United Nations Secretary-General António Guterres addresses the World Economic Forum, in Davos, Switzerland, January 18, 2023. (Photo by Reuters)

UN Secretary-General Antonio Guterres has denounced giant fossil fuel companies for ignoring their own climate science, warning that their business model is "inconsistent with human survival."

In a grim table-setting speech at the World Economic Forum in Davos, Switzerland, the UN chief condemned the fossil fuel industry for seeking to expand production despite being fully aware their business model is incompatible with human survival.

“Just like the tobacco industry, they rode roughshod over their own science. Big Oil peddled the big lie … And like the tobacco industry, those responsible must be held to account,” Guterres said, accusing the world's leading fossil fuel companies, many of which are represented at the forum’s annual meeting at the Swiss resort, of putting the world on course for a climate meltdown decades ago.
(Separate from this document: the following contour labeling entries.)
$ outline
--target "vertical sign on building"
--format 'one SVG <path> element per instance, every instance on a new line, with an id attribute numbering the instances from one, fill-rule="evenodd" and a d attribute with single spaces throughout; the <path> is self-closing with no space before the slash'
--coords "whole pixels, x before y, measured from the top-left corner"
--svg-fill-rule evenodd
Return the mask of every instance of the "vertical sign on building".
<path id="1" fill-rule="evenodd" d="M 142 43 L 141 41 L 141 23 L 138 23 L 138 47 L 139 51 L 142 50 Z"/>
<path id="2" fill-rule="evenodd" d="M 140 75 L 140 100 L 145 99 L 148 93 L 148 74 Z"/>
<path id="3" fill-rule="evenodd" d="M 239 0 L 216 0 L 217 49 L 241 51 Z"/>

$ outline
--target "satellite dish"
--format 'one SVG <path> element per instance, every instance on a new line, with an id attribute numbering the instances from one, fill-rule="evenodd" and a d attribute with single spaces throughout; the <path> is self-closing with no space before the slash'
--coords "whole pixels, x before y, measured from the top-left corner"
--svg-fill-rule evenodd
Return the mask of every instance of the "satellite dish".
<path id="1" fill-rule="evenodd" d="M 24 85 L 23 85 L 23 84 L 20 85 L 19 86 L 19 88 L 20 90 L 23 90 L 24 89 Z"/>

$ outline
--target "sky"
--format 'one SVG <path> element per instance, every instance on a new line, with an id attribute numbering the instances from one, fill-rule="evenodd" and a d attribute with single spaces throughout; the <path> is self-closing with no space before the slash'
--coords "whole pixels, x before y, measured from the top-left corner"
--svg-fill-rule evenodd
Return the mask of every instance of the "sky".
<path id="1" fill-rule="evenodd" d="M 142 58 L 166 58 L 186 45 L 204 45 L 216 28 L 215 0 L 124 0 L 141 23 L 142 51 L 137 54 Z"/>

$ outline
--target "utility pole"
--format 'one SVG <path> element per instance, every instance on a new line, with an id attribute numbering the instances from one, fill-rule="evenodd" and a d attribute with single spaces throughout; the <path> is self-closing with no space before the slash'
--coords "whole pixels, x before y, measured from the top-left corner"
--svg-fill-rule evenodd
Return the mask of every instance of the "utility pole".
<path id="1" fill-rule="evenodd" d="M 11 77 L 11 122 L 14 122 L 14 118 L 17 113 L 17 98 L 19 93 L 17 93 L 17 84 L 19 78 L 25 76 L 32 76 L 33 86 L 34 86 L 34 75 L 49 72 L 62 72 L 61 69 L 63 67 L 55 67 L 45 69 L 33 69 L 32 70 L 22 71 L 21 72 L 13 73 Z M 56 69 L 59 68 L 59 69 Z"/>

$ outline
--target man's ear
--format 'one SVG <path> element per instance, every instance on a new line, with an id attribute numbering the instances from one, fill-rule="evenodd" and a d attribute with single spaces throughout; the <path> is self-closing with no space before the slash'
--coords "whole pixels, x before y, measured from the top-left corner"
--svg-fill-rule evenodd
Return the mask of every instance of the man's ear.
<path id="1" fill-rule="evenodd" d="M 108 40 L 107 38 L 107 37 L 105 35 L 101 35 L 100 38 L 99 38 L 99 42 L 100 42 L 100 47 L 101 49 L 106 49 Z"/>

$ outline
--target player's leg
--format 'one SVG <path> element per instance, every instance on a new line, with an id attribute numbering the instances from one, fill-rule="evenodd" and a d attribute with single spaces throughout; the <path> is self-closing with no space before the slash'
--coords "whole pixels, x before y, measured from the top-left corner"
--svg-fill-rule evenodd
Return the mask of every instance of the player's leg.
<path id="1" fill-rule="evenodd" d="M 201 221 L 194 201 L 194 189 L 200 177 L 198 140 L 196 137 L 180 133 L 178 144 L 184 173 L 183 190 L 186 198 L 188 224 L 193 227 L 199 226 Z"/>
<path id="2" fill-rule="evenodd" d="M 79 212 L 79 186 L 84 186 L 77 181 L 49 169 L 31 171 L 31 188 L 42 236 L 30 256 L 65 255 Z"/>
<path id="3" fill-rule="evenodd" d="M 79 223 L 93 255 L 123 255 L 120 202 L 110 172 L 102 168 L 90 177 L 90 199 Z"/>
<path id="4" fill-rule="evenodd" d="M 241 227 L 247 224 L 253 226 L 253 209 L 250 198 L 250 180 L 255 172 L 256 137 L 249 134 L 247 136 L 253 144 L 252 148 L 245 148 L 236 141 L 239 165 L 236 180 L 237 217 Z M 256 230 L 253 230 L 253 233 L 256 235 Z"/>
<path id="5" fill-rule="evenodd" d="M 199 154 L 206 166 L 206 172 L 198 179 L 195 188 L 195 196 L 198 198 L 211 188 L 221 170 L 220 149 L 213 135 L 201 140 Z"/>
The UN chief said the commitment to limit global warming to 1.5 degrees above pre-industrial levels is "going up in smoke."

“We are flirting with climate disaster. Every week brings a new climate horror story."

His comments came just days after a new research detailed the precise climate change predictions made by scientists working for ExxonMobil as far back as the 1970s only to then spend decades publicly contradicting their own research.

Exxon has since denied the accusations.

Those findings echo the criticisms made last year by a task force launched by Guterres to hold corporate actors to account for their pledges.

"More and more businesses are making net zero commitments. But benchmarks and criteria are often dubious or murky. This misleads consumers, investors and regulators with false narratives. It feeds a culture of climate misinformation and confusion. And it leaves the door wide open to greenwashing," Guterres said.

The UN chief called on corporate leaders to put forward credible and transparent plans to achieve net zero by the end of the year, adding that reliance on carbon credits did not amount to “real” emission cuts.